Del resto qualche esperienza non le mancava...
“Vero, ho sempre giocato al calcio fra Promozione e Seconda Categoria. E all’età di 19 anni cominciai pure in panchina, dicendomi che non avrei avuto problemi, che ero già “l’allenatore in campo“. Ma in Danimarca era anche una necessità legata alla sopravvivenza, diciamo che sono un animale sociale”.
Lei arriva a Copenaghen e come trova una squadra?
“Cercai di capire sui social il modo per rendersi appetibile sul mercato danese. Una via era tramite la Federazione, poi trovai un portale su Facebook: si cercavano allenatori per le “Serie“ sotto le prime 4 Divisioni, le più importanti. Conobbi il presidente di una società di atleti curdi, mi propose una collaborazione ma dopo aver visto l’allenamento rinunciai. Però cominciai a guidare l’under 17 del BK Skjold. Facemmo un ottimo lavoro, fui confermato ma durante la pausa estiva... il “patatrac“”.

Chiamiamola svolta...
“In effetti... Mi ricontattarono i dirigenti della squadra curda per dirmi che un team afhgano cercava. Ci incontrammo, dissi però subito che a weekend alterni non ci sarei stato per motivi familiari ma iniziai la collaborazione partendo dalla Terza Serie. Discreto campionato ma non da primissimi posti. Quest’anno ci abbiamo riprovato, partendo fortissimo. Secondi e promossi nonostante un calo nel finale. Ed ora ci aspetta la seconda serie, che equivale alla nostra Prima Categoria”.
Ci parli del suo gruppo, non capita tutti i giorni di allenare ragazzi afghani...

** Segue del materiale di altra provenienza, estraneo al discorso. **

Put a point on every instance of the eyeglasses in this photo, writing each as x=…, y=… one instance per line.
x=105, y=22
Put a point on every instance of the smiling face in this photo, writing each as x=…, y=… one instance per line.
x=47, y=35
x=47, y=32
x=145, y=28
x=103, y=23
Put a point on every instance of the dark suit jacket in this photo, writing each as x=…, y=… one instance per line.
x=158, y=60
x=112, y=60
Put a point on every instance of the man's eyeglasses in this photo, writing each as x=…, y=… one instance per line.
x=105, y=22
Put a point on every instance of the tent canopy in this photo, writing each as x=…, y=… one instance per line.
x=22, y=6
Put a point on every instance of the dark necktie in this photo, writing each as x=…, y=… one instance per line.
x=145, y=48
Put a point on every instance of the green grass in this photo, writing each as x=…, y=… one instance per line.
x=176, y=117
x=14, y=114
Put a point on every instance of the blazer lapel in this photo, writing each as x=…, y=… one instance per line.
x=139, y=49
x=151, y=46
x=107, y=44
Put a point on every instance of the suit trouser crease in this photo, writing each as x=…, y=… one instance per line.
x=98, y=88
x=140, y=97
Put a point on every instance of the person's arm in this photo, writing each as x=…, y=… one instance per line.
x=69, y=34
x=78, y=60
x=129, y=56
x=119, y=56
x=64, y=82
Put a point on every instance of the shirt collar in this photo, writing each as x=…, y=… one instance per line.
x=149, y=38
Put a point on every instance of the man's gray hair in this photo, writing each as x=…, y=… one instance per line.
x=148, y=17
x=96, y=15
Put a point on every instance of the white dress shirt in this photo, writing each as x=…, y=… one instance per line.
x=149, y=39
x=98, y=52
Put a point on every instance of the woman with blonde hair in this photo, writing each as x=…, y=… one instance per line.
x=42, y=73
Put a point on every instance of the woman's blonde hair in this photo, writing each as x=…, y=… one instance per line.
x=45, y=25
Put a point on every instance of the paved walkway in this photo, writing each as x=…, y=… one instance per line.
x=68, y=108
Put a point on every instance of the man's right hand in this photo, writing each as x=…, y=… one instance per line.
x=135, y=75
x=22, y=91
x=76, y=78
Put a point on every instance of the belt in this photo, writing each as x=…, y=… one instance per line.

“Sono eccezionali, grandi lavoratori e persone serie. Condividono un’identità comune e un passato difficile. Più vicini a comprendere il calcio con mentalità latina anche se è complicato nel periodo del Ramadan, perché allenarsi senza bere né mangiare tutto il giorno è durissimo. Il problema vero è un altro”.
Ci dica...
“Mi riferisco al sistema danese. Loro vivono il calcio in maniera blanda, come se fosse un nostro livello amatoriale: quindi si allenano quando vogliono, alcune squadre una volta sola a settimana. E poi le assurde regole della Federazione...”
Cosa c’è di tanto strano?
“Tanto per cominciare non si fa la “chiama“ prima della partita. Sa cosa vuol dire? Che si imbroglia come si vuole. Poi arrivi alla Quarta Serie e lì ci si conosce di più... La verità è che la Danimarca si basa sul concetto di fiducia reciproca”.
Altre anomalie?
“La stupidità di certe regole. Le squadre possono portare solo 14 calciatori a referto, quindi non c’è il portiere di riserva. E i cambi sono “volanti“. L’altra cosa più assurda è che il cartellino giallo comporta l’espulsione temporanea di 10 minuti”.
Ci saranno pure aspetti positivi...
“Certo. L’approccio della società al calcio. I campi sono pubblici e in perfette condizioni, nessuno ruba le porte o rovina le strutture. E poi è tutto più familiare, senza pressioni e maleducazione. Io addirittura portavo mio figlio in panchina. La soddisfazione piu grande è che ho messo il mio nome nella storia del calcio danese e del club e ho piantato la bandiera italiana in quella nazione. Fra 6-12 mesi andro via, li ho gia avvisati. Ma la gioia resta”.
Che futuro s’immagina?
“Al ritorno in italia mi prenderò una pausa per la mia famiglia. Ma non so se avrò voglia di mettermi indiscussione nel calcio italiano, troppa incompetenza, maleducazione e nessun riconoscimento. Non credo ne valga la pena”.